Ullman and Basri (1991) discuss the problems coming along with three-dimensional views and propose a viewer centred model based on two-dimensional views with several benefits over the previously presented approach: It is no longer restricted to rigid transformations, does not involve the explicit reconstruction and representation of the three-dimensional structure for storing the objects, and furthermore allows a simplification of the computational requirements. Another noteworthy aspect is the proof that under certain assumptions all the views of a three-dimensional object, which may arise by rotation, translation and scaling with subsequent orthographic projection, can be derived from the linear combination of a few 2D views. On the other hand this method presupposes a correspondence between features of the input image and the model views as well as among all the models. Moreover, it demands the visibility of all object points from every perspective. Even though these assumptions must be regarded as hardly realizable for real scenes or automated model acquisition, the scheme gives impressive hints of the potential information content of two-dimensional views.
An early implementation of a view based recognition system by means of an artificial neural network is presented by Poggio and Edelman (1990). They postulate that for every object an appropriate function can be found which is capable of transforming all possible views into a single standard view. The approximations of these functions are expected to be evolved by RBF networks (Radial Basis Functions) after separately training them on different views of their corresponding object. Recognition involves the application of the transformation functions to the input view and the comparison of the resulting outputs with the stored standard views. Because of the necessity of a constant number of feature points together with an exact correspondence relation between image and model, the previously mentioned drawbacks also hold for this approach.

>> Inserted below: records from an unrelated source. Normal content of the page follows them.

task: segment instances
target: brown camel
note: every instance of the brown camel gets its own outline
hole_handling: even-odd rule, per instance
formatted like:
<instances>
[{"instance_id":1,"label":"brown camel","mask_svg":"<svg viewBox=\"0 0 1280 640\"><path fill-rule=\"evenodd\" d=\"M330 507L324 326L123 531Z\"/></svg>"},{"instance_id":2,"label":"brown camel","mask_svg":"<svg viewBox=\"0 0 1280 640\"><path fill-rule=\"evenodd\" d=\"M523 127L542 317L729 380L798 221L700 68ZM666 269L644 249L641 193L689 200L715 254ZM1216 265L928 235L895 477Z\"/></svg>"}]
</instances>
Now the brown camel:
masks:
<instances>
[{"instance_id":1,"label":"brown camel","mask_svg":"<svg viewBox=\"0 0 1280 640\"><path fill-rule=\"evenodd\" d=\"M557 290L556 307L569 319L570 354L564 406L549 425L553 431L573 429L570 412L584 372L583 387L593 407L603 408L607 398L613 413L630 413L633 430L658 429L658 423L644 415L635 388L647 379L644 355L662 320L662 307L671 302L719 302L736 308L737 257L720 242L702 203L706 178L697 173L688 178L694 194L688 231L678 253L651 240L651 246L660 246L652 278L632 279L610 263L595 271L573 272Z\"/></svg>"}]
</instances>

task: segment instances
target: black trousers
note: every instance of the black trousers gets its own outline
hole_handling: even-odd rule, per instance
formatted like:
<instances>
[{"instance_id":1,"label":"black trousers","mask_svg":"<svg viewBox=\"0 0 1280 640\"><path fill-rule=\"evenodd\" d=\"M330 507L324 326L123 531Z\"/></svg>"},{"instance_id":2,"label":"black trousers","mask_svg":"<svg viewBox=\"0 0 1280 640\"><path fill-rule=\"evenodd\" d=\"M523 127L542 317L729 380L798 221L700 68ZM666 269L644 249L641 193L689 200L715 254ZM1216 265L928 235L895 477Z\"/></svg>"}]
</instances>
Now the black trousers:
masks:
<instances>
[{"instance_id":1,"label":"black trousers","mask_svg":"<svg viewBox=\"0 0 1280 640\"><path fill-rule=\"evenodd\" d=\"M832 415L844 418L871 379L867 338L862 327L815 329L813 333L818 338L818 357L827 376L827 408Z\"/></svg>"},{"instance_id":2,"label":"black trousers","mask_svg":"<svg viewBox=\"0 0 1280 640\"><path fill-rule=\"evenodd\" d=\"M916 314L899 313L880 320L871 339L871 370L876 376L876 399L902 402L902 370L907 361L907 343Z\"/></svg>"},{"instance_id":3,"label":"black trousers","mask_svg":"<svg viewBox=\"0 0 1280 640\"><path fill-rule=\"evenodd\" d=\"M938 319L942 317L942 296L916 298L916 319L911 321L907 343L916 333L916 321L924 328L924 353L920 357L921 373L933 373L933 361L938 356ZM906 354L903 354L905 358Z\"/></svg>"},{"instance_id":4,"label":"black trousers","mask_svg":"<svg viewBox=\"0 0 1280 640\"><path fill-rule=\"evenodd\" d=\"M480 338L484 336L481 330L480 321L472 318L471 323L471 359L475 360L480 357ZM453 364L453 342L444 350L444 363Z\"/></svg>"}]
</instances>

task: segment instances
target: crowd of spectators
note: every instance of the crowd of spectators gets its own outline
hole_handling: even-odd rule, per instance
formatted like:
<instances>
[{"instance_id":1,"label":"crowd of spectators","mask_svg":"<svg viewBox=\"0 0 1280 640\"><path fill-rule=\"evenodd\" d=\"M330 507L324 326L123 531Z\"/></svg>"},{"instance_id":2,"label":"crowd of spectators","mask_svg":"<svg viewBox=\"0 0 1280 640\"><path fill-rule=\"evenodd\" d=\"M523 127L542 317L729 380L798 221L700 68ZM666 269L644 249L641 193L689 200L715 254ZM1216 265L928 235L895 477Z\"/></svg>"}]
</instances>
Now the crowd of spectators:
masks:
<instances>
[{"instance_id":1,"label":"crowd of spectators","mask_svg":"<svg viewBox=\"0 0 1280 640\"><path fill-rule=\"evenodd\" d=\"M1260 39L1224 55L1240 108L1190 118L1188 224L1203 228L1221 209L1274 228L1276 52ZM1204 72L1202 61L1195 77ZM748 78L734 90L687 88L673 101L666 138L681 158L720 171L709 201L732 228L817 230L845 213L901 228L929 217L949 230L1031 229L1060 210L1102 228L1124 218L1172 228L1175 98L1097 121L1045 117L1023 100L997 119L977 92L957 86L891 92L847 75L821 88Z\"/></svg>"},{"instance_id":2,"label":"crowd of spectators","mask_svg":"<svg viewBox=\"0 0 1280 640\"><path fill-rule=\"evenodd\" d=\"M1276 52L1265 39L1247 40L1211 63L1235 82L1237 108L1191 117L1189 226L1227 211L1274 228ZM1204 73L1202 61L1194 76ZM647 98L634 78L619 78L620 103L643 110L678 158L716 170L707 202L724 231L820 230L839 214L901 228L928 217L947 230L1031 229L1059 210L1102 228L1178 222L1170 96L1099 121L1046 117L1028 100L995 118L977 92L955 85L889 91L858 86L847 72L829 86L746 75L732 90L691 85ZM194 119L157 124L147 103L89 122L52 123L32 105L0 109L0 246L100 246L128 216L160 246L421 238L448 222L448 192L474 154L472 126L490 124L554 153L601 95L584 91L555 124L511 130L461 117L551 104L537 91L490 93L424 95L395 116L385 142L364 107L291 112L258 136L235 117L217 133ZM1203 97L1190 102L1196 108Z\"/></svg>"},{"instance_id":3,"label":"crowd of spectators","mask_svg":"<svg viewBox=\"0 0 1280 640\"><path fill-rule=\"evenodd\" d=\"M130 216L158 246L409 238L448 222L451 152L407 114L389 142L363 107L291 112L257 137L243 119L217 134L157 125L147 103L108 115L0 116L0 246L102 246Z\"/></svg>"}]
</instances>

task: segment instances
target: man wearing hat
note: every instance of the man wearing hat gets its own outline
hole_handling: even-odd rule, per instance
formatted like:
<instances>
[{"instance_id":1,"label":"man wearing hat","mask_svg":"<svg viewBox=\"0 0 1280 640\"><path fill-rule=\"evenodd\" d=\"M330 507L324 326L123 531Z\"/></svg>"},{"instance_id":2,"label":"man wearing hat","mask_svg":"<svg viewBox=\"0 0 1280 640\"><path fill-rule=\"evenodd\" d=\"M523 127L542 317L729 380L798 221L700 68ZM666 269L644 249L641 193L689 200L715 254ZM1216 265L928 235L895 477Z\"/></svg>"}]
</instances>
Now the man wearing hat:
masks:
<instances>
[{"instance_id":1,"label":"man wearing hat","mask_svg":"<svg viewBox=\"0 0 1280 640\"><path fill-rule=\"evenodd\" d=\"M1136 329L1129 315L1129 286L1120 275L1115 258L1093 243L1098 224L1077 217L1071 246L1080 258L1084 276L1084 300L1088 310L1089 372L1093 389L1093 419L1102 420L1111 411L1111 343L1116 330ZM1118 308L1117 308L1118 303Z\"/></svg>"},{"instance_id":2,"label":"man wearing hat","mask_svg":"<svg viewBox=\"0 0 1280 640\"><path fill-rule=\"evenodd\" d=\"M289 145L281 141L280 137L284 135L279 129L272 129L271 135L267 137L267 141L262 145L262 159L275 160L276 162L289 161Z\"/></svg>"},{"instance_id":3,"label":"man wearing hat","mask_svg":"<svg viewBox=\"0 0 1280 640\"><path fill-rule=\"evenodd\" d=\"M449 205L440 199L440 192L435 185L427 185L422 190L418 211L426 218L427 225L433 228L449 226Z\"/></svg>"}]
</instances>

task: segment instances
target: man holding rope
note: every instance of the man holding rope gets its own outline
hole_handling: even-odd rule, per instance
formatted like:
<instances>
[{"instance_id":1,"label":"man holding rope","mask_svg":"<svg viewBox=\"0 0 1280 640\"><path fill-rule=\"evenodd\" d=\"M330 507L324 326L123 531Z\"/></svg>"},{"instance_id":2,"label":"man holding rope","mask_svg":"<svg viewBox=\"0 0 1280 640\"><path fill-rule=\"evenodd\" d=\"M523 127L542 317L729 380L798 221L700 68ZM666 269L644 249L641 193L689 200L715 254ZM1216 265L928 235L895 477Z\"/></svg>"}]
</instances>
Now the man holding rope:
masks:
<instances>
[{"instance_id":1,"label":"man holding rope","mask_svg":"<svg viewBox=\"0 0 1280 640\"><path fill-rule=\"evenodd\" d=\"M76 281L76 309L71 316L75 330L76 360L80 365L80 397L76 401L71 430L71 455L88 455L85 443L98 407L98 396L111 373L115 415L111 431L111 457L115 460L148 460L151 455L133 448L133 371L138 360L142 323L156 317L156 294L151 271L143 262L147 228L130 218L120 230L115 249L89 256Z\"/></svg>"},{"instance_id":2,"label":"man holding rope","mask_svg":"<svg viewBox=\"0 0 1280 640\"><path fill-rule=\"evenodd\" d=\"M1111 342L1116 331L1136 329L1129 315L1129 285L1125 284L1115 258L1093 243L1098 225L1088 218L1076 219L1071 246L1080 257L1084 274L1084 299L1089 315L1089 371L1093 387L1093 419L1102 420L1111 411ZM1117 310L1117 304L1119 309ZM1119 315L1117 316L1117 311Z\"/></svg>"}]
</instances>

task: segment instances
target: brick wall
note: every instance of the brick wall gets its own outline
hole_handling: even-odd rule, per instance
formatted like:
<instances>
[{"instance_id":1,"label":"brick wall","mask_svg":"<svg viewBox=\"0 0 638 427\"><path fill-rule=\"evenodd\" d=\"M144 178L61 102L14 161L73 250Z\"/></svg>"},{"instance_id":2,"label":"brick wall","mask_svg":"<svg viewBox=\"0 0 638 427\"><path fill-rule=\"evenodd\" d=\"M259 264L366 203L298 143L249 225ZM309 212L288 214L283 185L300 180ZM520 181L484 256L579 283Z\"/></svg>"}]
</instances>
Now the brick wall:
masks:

In contrast, the CLF network (Conjunctions of Localized Features) suggested by Edelman and Weinshall (1991) does not need the computation of an explicit correspondence but uses topological feature maps. While CLF networks have the capability to simulate error rates and recognition measures found in psychological tests, they seem to be inadequate for general image processing purposes because of their generalization method, which is mainly based on Gaussian blurring of the stored model representations. Therefore, preliminary experiments with real images instead of artificially designed objects showed the tendency towards improper matches with models containing a higher number of feature points. This systematic fault is caused by single feature points in the input image overlapping with several widened model points simultaneously and can only be circumvented by a constant number of feature points over all views and all objects as it was the case in the study of Edelman and Weinshall.